Ferit: Kabul ediyo musunuz?
Suna ve Seyran birbirlerinin her hareketini iyi biliyordu. Bir bakış bile kabul ettiklerini anlamaya yetiyordu.
Seyran: Evet ediyoruz. Ama ablama ne olacak?
Ferit: O zaman seninle evleniyorum. Kaç yaşındasın?
Seyran: 20. Ablama ne olacak?
Ferit: Şöyle düşündüm ilerleyen zamanlarda Sunayı da yanımıza alırız. Hem böylece ablandan da ayrı kalmamış olursun.
Seyran: İyi ama nasıl olacak kabul ederler mi?
Ferit: Ben dedemle konuşup size haber vericem. Ondan önce bana numaranı vermen gerek.
Ferit Seyranın tereddüt ettiğini anlamıştı.
Ferit: Seyran lütfen. Bunu yapmak zorundayız.

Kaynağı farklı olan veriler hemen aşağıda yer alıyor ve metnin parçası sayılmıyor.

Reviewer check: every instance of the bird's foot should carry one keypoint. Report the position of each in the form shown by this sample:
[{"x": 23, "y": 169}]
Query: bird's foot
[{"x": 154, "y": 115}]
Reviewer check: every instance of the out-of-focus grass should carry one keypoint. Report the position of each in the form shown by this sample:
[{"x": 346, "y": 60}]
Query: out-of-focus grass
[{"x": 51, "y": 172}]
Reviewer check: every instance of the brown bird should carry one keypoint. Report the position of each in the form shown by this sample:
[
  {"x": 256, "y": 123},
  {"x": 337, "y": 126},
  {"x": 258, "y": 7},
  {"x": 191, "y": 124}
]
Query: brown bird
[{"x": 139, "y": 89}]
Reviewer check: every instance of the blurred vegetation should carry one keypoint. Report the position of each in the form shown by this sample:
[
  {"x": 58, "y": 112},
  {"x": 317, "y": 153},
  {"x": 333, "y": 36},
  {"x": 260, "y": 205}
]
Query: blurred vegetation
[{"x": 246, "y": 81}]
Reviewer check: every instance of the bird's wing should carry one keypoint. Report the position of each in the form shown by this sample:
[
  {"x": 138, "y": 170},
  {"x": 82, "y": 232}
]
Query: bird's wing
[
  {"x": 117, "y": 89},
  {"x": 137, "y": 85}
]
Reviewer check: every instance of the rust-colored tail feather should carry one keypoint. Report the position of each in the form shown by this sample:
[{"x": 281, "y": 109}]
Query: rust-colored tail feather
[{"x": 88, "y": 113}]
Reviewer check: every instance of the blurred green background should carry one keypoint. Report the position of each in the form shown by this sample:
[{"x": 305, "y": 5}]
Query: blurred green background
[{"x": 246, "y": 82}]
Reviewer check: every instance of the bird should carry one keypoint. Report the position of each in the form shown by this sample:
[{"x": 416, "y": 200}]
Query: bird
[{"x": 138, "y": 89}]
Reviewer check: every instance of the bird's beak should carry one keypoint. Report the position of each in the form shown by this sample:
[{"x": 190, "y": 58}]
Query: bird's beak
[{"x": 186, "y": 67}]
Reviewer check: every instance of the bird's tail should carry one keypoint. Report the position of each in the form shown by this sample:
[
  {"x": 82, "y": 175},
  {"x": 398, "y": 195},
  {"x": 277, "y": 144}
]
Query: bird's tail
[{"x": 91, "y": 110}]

Der ve numarasını verir. Ferit geri avluya döndüğünde az da olsa rahatlamış hissediyordu. Kızlar da peşinden kahveleri getirmişlerdi.Orhan kızların yaşını sorduğunda Seyran'ın 20 Suna'nın 25 olduğunu öğrenmişlerdi. Yani Korhanların yeni gelini Seyran Şanlı olmuştu. Kazım bu durumu duyunca sinirlense de ses etmemişti. Ne de olsa zengin kocaya gidiyordu kızı. Sunayı vermek istiyordu ama Halis Korhan'ın koyduğu kural yüzünden abladan önce kardeşi evden gelin çıkıyordu.Kazım da buna bozuluyordu zaten. Sunayı da ilk gelene vermeyi aklının köşesine koymuştu.Orhan: Sebebi ziyaretimiz belli. Allah'ın emri peygamberin kavliyle kızınız Seyran'ı oğlum Ferit'e istiyoruz.
Kazım: Çok da düşünmicin. Verdim gitti.
Geri kalan herkes alkışlarken Seyran Suna ve Ferit birbirlerine bakıyordu.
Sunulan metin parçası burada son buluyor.